Example: cedar-policy/cedar#103 describes how the error
Error: Validation error on policy XXX: Policy is impossible. The policy expression evaluates to false for all valid requests
can be confusing because it's not clear what sub-expression in the policy is causing the policy to always evaluate to false. But there's a bigger problem: Users may not even know what "policy expression evaluates to false for all valid requests" even means. They need to understand what the message is trying to communicate so they can try to debug their policy.
Proposal: Add a section to the documentation called EXPLANATION OF ERRORS, perhaps toward the end. This will have two parts: One for validation errors and one for evaluation/authorization errors. In each, have a table of error messages, with links to explanations for individual messages. The explanations could have three parts: (1) Error (what is the error text), (2) Explanation (a textual explanation of what the error means), and (3) Example (an example policy/schema/etc. that exhibits the error).
For our example, we could write
Error: Policy is impossible.

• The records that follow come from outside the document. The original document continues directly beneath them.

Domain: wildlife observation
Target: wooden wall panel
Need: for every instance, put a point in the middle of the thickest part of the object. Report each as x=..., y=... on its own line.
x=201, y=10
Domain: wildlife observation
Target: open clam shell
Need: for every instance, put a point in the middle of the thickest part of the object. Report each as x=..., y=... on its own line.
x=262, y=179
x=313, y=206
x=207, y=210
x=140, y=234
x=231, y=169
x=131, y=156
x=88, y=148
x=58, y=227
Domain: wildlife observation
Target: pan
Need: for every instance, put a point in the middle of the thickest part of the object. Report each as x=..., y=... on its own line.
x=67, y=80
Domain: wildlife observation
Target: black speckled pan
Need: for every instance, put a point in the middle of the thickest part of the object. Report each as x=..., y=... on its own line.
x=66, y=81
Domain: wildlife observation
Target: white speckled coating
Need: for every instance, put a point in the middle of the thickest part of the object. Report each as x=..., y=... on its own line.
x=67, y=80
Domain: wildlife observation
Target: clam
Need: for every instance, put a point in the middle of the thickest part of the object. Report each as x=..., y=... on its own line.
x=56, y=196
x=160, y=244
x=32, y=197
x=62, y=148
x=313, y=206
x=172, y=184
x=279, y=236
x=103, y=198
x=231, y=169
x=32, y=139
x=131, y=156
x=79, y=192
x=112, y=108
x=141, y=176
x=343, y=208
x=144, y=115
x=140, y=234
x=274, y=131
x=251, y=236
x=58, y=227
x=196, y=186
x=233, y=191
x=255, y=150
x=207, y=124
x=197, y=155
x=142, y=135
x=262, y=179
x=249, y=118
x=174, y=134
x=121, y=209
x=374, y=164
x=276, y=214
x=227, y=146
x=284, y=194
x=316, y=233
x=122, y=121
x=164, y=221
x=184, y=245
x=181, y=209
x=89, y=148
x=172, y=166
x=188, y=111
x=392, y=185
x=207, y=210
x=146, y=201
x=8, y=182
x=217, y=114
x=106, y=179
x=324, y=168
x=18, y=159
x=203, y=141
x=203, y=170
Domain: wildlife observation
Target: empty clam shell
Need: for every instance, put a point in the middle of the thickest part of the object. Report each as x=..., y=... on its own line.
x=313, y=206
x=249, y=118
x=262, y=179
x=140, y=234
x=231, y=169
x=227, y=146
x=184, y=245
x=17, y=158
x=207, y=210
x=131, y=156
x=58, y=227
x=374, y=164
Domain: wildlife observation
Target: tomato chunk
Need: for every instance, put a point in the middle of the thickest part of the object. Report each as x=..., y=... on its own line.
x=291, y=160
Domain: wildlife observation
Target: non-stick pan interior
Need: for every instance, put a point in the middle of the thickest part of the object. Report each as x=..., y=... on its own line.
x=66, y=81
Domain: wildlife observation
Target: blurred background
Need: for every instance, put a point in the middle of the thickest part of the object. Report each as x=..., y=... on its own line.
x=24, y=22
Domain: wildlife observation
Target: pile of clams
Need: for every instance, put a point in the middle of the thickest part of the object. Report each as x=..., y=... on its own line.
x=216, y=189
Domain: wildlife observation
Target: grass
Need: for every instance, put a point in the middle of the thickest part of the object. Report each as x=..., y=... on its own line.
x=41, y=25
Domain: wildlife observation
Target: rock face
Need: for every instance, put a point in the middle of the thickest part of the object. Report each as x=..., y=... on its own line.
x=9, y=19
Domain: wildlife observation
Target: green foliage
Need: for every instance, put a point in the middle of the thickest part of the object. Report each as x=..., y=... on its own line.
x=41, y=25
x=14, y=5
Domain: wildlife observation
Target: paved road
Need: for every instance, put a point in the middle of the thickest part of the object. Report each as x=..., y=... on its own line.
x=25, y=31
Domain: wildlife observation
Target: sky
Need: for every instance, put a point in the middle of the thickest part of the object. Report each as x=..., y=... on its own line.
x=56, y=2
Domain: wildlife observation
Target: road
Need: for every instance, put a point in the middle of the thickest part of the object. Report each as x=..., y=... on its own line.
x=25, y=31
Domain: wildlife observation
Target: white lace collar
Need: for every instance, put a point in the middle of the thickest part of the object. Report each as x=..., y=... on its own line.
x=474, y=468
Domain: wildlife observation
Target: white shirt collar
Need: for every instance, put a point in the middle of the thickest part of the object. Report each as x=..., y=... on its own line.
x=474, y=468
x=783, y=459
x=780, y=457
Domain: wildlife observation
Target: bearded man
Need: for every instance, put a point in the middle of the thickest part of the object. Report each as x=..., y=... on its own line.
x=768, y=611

The policy expression evaluates to false for all valid requests
Explanation: The validator has determined that there is no request that can possibly satisfy this policy. To make this determination, the validator considers all legal requests that conform to the schema. It finds that for none of them will the policy ever evaluate to true. Usually the reason for this is some condition in the policy that can never be true, which thus causes the whole policy to always be unsatisfied.
Example: Suppose we have the policy permit(principal,action,resource) when { resource has Owner && resource.Owner == principal }; and we attempt to validate it under this schema. According to the actions part of the schema, for all legal actions the resource could be either List or Application, but neither of these entities (again, per the schema) can ever have an Owner attribute. This means that the expression resource has Owner in the when clause will always evaluate to false, which always makes the whole policy false. This situation arises from a presumed typo: A List can have attribute owner, but Cedar is case sensitive: Owner and owner are not the same thing.